Humour, Silliness, Jokes, whatever
Intelligent, eloquent, highly educated: we all know how wonderful the medical profession is. It must be just too much work, and too much to think about that occasionally results in doctors and nurses having trouble with their worms when filling in patients' medical records.
- The lab test indicated abnormal lover function.
- The baby was delivered, the cord clamped and cut, and handed to the pediatrician, who breathed and cried immediately.
- Exam of genitalia reveals that he is circus sized.
- She is numb from her toes down.
- Exam of genitalia was completely negative except for the right foot
- When she fainted, her eyes rolled around the room.
- Whilst in Casualty she was examined, X-rated and sent home.
- Patient was released to outpatient department without dressing.
- I have suggested that he loosen his pants before standing, and then, when he stands with the help of his wife, they should fall to the floor.
- On the second day the knee was better and on the third day it had completely disappeared.

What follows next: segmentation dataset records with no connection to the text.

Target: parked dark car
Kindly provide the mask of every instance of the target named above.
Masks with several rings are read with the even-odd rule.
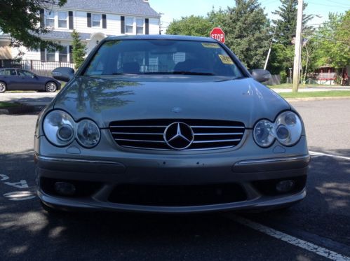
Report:
[[[284,208],[310,159],[295,109],[209,38],[107,38],[38,118],[46,209],[158,213]]]
[[[0,69],[0,93],[6,90],[41,90],[54,92],[60,88],[61,83],[50,77],[39,76],[22,69]]]

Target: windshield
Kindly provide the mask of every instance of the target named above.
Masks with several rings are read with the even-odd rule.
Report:
[[[174,40],[113,40],[91,59],[85,76],[189,74],[243,76],[217,43]]]

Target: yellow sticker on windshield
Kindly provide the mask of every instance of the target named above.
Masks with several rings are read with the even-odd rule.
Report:
[[[219,55],[219,57],[220,57],[221,62],[222,62],[223,64],[234,64],[234,61],[232,61],[229,56]]]
[[[202,45],[206,48],[220,48],[220,47],[216,43],[202,43]]]

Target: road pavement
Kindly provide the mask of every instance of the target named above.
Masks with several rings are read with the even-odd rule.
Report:
[[[313,155],[308,194],[264,213],[48,215],[35,195],[36,115],[0,115],[0,260],[350,260],[350,99],[293,106]]]

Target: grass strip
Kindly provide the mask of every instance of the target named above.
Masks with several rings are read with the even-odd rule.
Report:
[[[283,98],[349,97],[350,91],[282,92]]]

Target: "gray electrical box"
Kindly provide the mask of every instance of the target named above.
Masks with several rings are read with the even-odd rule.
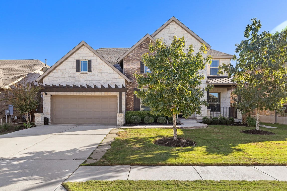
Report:
[[[9,110],[8,109],[5,109],[5,115],[10,115],[10,113],[9,112]]]
[[[9,111],[10,113],[9,115],[13,115],[13,105],[8,105],[8,108],[9,110]]]

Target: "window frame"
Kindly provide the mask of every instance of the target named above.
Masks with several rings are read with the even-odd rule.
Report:
[[[82,70],[82,61],[86,61],[86,62],[87,62],[87,68],[87,68],[86,70],[87,71],[85,71],[86,70],[85,70],[85,71],[83,71]],[[88,63],[89,63],[89,61],[87,60],[80,60],[80,72],[88,72],[88,71],[89,71],[89,69],[88,69],[88,67],[89,67],[89,66],[88,66]]]
[[[217,67],[212,67],[211,66],[212,66],[212,62],[213,62],[214,61],[215,61],[215,60],[218,60],[218,66]],[[219,64],[219,61],[220,61],[220,59],[214,59],[214,60],[213,60],[212,61],[211,64],[210,64],[210,76],[218,76],[218,75],[219,75],[219,74],[218,74],[218,67],[219,67],[219,65],[220,65],[220,64]],[[212,69],[212,68],[217,68],[217,74],[211,74],[211,69]]]

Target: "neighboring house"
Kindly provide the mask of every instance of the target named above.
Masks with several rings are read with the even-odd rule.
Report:
[[[34,81],[34,84],[38,85],[36,79],[49,67],[38,60],[0,60],[0,119],[2,123],[6,122],[5,111],[10,104],[3,100],[7,96],[12,96],[5,90],[10,86],[13,88],[13,84],[22,82],[24,79],[28,81]],[[14,109],[13,115],[7,116],[7,122],[23,123],[23,115]],[[15,117],[17,117],[16,120],[14,119]]]
[[[130,48],[94,50],[82,41],[37,78],[45,87],[43,117],[53,124],[123,125],[126,111],[148,109],[141,105],[133,93],[137,84],[133,74],[149,71],[141,62],[142,55],[149,52],[149,44],[155,39],[162,38],[169,45],[175,35],[184,36],[187,48],[192,44],[195,52],[204,43],[214,59],[211,65],[199,71],[206,77],[202,87],[208,84],[215,87],[204,92],[210,107],[203,107],[202,115],[192,117],[199,121],[211,115],[229,117],[230,91],[234,84],[218,72],[218,66],[230,63],[232,55],[210,49],[210,45],[174,17]]]

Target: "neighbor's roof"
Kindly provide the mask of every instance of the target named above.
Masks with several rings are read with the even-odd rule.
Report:
[[[123,70],[121,68],[117,60],[121,57],[129,48],[101,48],[96,50],[99,54],[114,66],[123,73]]]
[[[208,76],[207,80],[208,83],[214,85],[232,85],[235,83],[231,80],[232,78],[229,78],[227,76]]]
[[[233,55],[224,52],[216,50],[213,49],[210,49],[207,51],[207,54],[212,56],[214,58],[231,58]]]
[[[3,70],[3,85],[5,86],[45,66],[38,60],[0,60],[0,69]]]

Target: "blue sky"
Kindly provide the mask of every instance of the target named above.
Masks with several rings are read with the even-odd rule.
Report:
[[[46,59],[51,66],[82,40],[94,49],[130,47],[173,16],[233,54],[251,19],[271,31],[287,21],[286,7],[286,0],[2,1],[0,59]]]

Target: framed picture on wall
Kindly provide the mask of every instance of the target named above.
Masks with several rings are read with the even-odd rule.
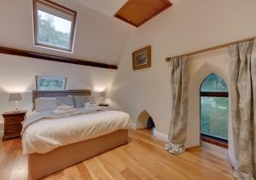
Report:
[[[151,46],[147,46],[132,53],[133,70],[151,67]]]
[[[38,90],[67,90],[67,78],[36,76]]]

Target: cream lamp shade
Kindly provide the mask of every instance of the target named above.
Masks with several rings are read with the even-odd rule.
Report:
[[[20,102],[22,101],[21,93],[10,93],[9,96],[9,102]]]

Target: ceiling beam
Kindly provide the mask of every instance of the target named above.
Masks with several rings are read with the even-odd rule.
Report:
[[[42,59],[46,61],[51,61],[88,66],[88,67],[101,67],[101,68],[107,68],[107,69],[118,69],[118,67],[116,65],[83,61],[83,60],[68,58],[68,57],[56,56],[56,55],[46,55],[46,54],[37,53],[32,51],[7,48],[3,46],[0,46],[0,53],[6,54],[6,55],[24,56],[24,57],[30,57],[30,58],[37,58],[37,59]]]

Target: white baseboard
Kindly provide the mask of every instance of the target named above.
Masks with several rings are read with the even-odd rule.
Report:
[[[156,131],[155,134],[157,139],[162,140],[164,142],[168,142],[168,135],[158,131]]]
[[[137,124],[135,124],[135,123],[131,123],[131,124],[130,124],[130,126],[131,126],[131,130],[137,130]]]

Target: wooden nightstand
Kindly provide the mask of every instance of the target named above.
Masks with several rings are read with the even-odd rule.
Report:
[[[20,137],[22,130],[21,122],[26,119],[26,111],[6,112],[3,113],[4,119],[4,134],[3,141]]]

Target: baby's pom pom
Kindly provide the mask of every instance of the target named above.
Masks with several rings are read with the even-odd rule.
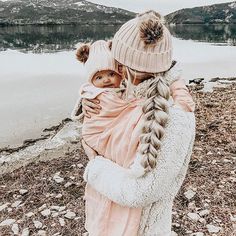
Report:
[[[108,43],[109,49],[111,50],[111,48],[112,48],[112,40],[109,40],[107,43]]]
[[[140,38],[146,45],[154,45],[163,39],[163,23],[161,15],[148,11],[138,16],[140,20]]]

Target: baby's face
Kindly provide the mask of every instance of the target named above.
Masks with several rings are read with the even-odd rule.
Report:
[[[122,77],[111,70],[99,71],[92,79],[92,83],[98,88],[119,88]]]

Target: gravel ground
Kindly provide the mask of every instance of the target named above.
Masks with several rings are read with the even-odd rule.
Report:
[[[179,235],[236,235],[236,86],[192,94],[197,135],[188,175],[173,208]],[[87,158],[72,153],[0,176],[0,235],[83,235]],[[7,220],[7,221],[5,221]]]

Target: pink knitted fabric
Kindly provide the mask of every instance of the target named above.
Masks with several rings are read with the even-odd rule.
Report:
[[[149,15],[155,17],[152,13]],[[112,55],[121,64],[137,71],[166,71],[172,63],[171,34],[163,24],[163,39],[154,45],[145,45],[139,31],[142,19],[136,17],[121,26],[112,40]]]

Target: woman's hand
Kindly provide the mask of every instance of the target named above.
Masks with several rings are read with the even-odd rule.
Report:
[[[99,114],[102,108],[98,104],[98,99],[82,99],[82,112],[84,113],[84,116],[91,118],[91,113]]]
[[[83,139],[82,139],[82,146],[89,160],[94,159],[98,155],[98,153],[94,151]]]

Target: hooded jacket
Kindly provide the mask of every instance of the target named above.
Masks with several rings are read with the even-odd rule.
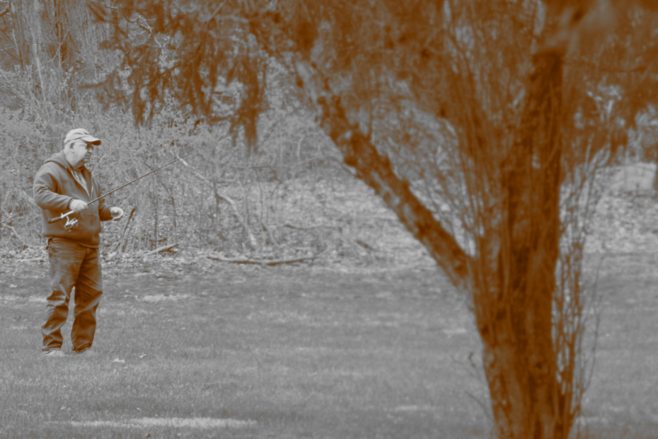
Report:
[[[52,154],[34,178],[34,200],[41,207],[42,234],[45,237],[64,238],[86,247],[98,249],[100,242],[100,222],[112,219],[110,206],[106,206],[103,199],[89,205],[82,212],[69,215],[78,219],[78,227],[70,231],[64,228],[66,219],[48,224],[48,219],[71,210],[69,204],[72,200],[88,203],[100,196],[100,184],[84,166],[80,171],[90,188],[91,197],[73,176],[73,169],[64,152]]]

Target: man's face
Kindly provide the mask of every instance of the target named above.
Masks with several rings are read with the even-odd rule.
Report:
[[[81,166],[91,159],[93,153],[93,145],[83,140],[76,140],[71,147],[69,161],[74,168]]]

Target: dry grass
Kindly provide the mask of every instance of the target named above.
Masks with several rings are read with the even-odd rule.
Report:
[[[604,264],[591,438],[658,435],[655,263]],[[3,438],[487,437],[479,341],[434,270],[108,266],[100,355],[45,360],[46,268],[0,265]]]

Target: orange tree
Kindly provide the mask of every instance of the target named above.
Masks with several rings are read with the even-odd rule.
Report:
[[[103,99],[137,122],[171,97],[212,120],[235,83],[228,117],[253,151],[282,67],[286,94],[469,298],[495,434],[568,436],[585,387],[591,171],[657,94],[652,1],[114,4],[91,4],[122,55]],[[126,69],[132,94],[116,86]]]

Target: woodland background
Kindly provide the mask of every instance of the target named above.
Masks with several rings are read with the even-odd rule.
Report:
[[[269,108],[257,127],[258,152],[249,154],[243,135],[236,140],[231,132],[230,115],[238,103],[231,98],[231,87],[215,101],[212,120],[172,102],[156,108],[148,126],[136,126],[129,110],[101,104],[85,86],[104,80],[119,57],[103,48],[108,25],[93,23],[84,2],[5,4],[0,12],[2,257],[16,252],[42,256],[33,178],[45,159],[63,148],[66,132],[76,127],[103,140],[88,166],[105,191],[177,154],[194,152],[184,164],[108,197],[108,203],[126,212],[122,222],[103,224],[103,251],[110,258],[174,244],[220,257],[271,260],[321,253],[386,259],[401,256],[396,241],[423,252],[373,192],[342,166],[339,152],[296,98],[276,63],[269,68]],[[137,18],[134,24],[131,32],[148,35],[146,22]],[[167,65],[166,56],[161,62]],[[272,80],[277,75],[280,81]],[[127,76],[120,75],[125,91],[131,89]],[[614,89],[599,91],[591,96],[593,103],[609,113],[621,98]],[[608,189],[588,243],[591,251],[657,248],[652,198],[658,115],[650,109],[636,122],[628,130],[623,156],[601,173]]]

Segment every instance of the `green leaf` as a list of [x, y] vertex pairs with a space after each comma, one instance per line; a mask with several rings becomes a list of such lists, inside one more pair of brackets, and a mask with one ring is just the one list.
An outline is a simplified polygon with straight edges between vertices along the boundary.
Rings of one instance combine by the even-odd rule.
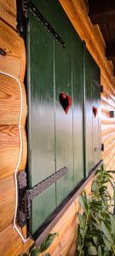
[[115, 218], [112, 214], [109, 215], [112, 227], [112, 233], [115, 236]]
[[47, 250], [49, 247], [49, 246], [52, 244], [55, 236], [57, 236], [57, 233], [49, 234], [49, 236], [46, 237], [46, 239], [41, 244], [41, 247], [40, 247], [41, 253], [44, 252], [45, 250]]
[[101, 246], [98, 247], [98, 256], [102, 256]]
[[108, 173], [115, 173], [115, 171], [106, 171]]
[[29, 249], [29, 253], [31, 253], [35, 249], [36, 249], [36, 247], [35, 247], [35, 244], [33, 244]]
[[96, 189], [96, 182], [94, 181], [93, 183], [92, 183], [92, 186], [91, 186], [91, 191], [95, 192], [95, 189]]
[[97, 255], [97, 250], [96, 247], [95, 246], [90, 246], [88, 249], [88, 253], [89, 255]]
[[85, 214], [85, 212], [83, 212], [83, 215], [81, 213], [78, 213], [78, 220], [79, 220], [80, 228], [84, 230], [85, 224], [86, 224], [86, 214]]
[[104, 223], [104, 221], [101, 221], [101, 229], [106, 239], [112, 243], [112, 245], [113, 245], [114, 242], [112, 240], [111, 230], [108, 229], [108, 226], [106, 223]]
[[79, 200], [79, 204], [81, 205], [83, 210], [84, 211], [85, 213], [87, 213], [89, 202], [87, 201], [86, 196], [82, 194], [79, 195], [78, 200]]

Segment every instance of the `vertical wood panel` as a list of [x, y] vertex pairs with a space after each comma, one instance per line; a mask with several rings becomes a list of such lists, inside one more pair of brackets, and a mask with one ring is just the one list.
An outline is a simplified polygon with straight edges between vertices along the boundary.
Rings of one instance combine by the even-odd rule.
[[0, 1], [0, 18], [8, 24], [16, 28], [16, 1], [1, 0]]

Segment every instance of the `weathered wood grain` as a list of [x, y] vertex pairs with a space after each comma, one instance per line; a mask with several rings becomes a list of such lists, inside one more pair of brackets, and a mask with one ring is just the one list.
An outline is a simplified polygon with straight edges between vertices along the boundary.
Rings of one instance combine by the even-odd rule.
[[[24, 170], [26, 162], [26, 138], [24, 128], [21, 128], [21, 133], [23, 149], [19, 170]], [[0, 125], [0, 179], [14, 173], [19, 160], [20, 148], [19, 127]]]
[[0, 55], [0, 71], [23, 81], [26, 69], [24, 41], [3, 20], [0, 20], [0, 48], [6, 53]]
[[0, 18], [16, 28], [16, 1], [0, 0]]
[[[25, 85], [22, 90], [21, 125], [25, 126], [26, 118], [26, 96]], [[20, 115], [20, 89], [15, 79], [0, 73], [0, 125], [19, 125]]]
[[9, 199], [9, 196], [13, 196], [15, 191], [14, 177], [10, 176], [0, 179], [0, 203]]
[[13, 222], [14, 207], [14, 194], [0, 202], [0, 232]]
[[10, 224], [15, 207], [15, 184], [14, 176], [0, 180], [0, 232]]

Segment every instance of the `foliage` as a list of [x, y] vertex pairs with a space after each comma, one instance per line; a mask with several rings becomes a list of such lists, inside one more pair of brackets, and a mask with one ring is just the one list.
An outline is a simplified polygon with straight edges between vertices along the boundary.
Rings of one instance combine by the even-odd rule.
[[[23, 253], [22, 256], [38, 256], [40, 253], [43, 253], [47, 250], [49, 246], [52, 244], [55, 236], [57, 233], [55, 234], [49, 234], [45, 240], [42, 242], [41, 246], [37, 248], [35, 244], [33, 244], [30, 249], [29, 253]], [[19, 255], [20, 256], [20, 255]], [[44, 256], [50, 256], [49, 253], [45, 253]]]
[[[83, 214], [78, 213], [78, 256], [115, 255], [115, 185], [112, 173], [104, 165], [97, 171], [92, 183], [91, 195], [83, 191], [79, 203]], [[112, 195], [107, 190], [110, 184]]]

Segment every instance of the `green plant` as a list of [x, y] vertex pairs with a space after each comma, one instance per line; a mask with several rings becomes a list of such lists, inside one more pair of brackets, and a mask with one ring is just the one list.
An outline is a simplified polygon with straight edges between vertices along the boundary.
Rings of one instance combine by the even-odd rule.
[[[79, 203], [77, 255], [115, 255], [115, 172], [106, 172], [104, 165], [96, 172], [91, 195], [83, 191]], [[109, 194], [110, 184], [112, 193]]]
[[[29, 253], [23, 253], [22, 256], [38, 256], [40, 253], [43, 253], [49, 247], [55, 236], [57, 236], [57, 233], [49, 234], [38, 248], [35, 244], [33, 244], [29, 249]], [[49, 253], [46, 253], [44, 256], [50, 256], [50, 254]]]

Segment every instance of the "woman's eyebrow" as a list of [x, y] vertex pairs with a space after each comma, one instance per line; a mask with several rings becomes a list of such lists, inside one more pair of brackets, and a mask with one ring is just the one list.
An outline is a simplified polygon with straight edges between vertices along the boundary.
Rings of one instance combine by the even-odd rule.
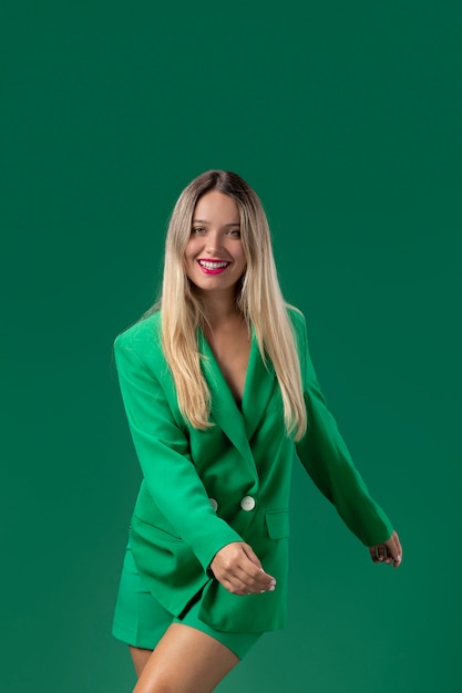
[[[193, 224], [209, 224], [205, 219], [193, 219]], [[240, 221], [232, 221], [230, 224], [224, 224], [223, 226], [240, 226]]]

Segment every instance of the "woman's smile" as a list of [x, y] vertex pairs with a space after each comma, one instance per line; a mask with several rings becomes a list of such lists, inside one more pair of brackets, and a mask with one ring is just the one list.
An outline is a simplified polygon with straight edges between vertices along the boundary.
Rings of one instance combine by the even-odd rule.
[[235, 200], [219, 190], [203, 195], [194, 209], [185, 250], [186, 275], [201, 291], [235, 294], [247, 267]]
[[205, 275], [222, 275], [230, 265], [224, 260], [197, 260]]

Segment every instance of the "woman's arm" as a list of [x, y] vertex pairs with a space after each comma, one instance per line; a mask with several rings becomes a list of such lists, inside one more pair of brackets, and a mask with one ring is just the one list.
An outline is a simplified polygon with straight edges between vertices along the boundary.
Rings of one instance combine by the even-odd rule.
[[[366, 546], [376, 550], [376, 547], [391, 541], [393, 527], [380, 506], [371, 498], [361, 475], [353, 465], [337, 423], [327, 408], [309, 354], [302, 316], [297, 319], [297, 322], [301, 345], [304, 396], [308, 415], [308, 430], [296, 444], [297, 454], [311, 479], [336, 506], [349, 529]], [[384, 549], [381, 548], [378, 557], [383, 555]], [[397, 556], [394, 549], [393, 555]]]
[[191, 459], [187, 437], [174, 421], [163, 389], [134, 341], [121, 334], [114, 352], [144, 480], [157, 508], [206, 570], [219, 549], [243, 539], [211, 507]]

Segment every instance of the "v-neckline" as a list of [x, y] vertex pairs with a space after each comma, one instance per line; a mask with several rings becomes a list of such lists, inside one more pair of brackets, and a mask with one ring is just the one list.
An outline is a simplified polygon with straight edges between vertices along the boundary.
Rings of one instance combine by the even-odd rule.
[[205, 337], [204, 330], [202, 329], [202, 327], [198, 327], [198, 332], [201, 334], [202, 338], [202, 342], [204, 344], [204, 349], [202, 349], [201, 351], [204, 352], [206, 351], [207, 353], [205, 354], [213, 363], [213, 365], [215, 366], [214, 370], [219, 374], [219, 379], [222, 380], [222, 384], [226, 387], [230, 399], [233, 400], [236, 410], [239, 412], [239, 414], [242, 416], [244, 416], [244, 404], [246, 401], [246, 393], [248, 390], [248, 382], [249, 382], [249, 373], [250, 373], [250, 364], [253, 362], [253, 358], [254, 358], [254, 351], [256, 348], [256, 338], [255, 338], [255, 330], [254, 330], [254, 325], [250, 325], [250, 349], [248, 352], [248, 359], [247, 359], [247, 366], [246, 366], [246, 374], [245, 374], [245, 379], [244, 379], [244, 389], [243, 389], [243, 396], [240, 399], [240, 403], [238, 403], [236, 401], [236, 397], [234, 396], [233, 390], [229, 386], [228, 381], [225, 377], [224, 372], [222, 371], [222, 368], [218, 363], [217, 358], [214, 354], [214, 350], [211, 346], [209, 341], [207, 340], [207, 338]]

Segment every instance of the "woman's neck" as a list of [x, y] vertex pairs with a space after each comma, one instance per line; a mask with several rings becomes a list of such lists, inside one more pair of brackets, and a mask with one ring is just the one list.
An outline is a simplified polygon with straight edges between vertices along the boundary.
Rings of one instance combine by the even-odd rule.
[[234, 294], [202, 294], [202, 306], [206, 322], [211, 328], [219, 327], [240, 317]]

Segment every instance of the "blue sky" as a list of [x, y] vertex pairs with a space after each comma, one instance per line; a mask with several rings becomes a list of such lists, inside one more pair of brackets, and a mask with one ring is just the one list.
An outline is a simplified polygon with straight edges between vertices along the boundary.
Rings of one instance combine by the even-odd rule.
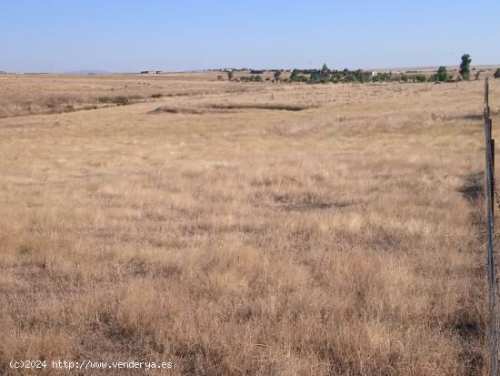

- The patient has been depressed ever since she began seeing me in 1983.
- Healthy-appearing, decrepit 69 year old male, mentally alert but forgetful.
- Patient has left his white blood cells at another hospital.
- She slipped on the ice and apparently her legs went in separate directions in early December.
- He had a left-toe amputation one month ago. He also had a left-knee amputation last year.
- The patient refused an autopsy.
- The patient left the hospital feeling much better except for her original complaints.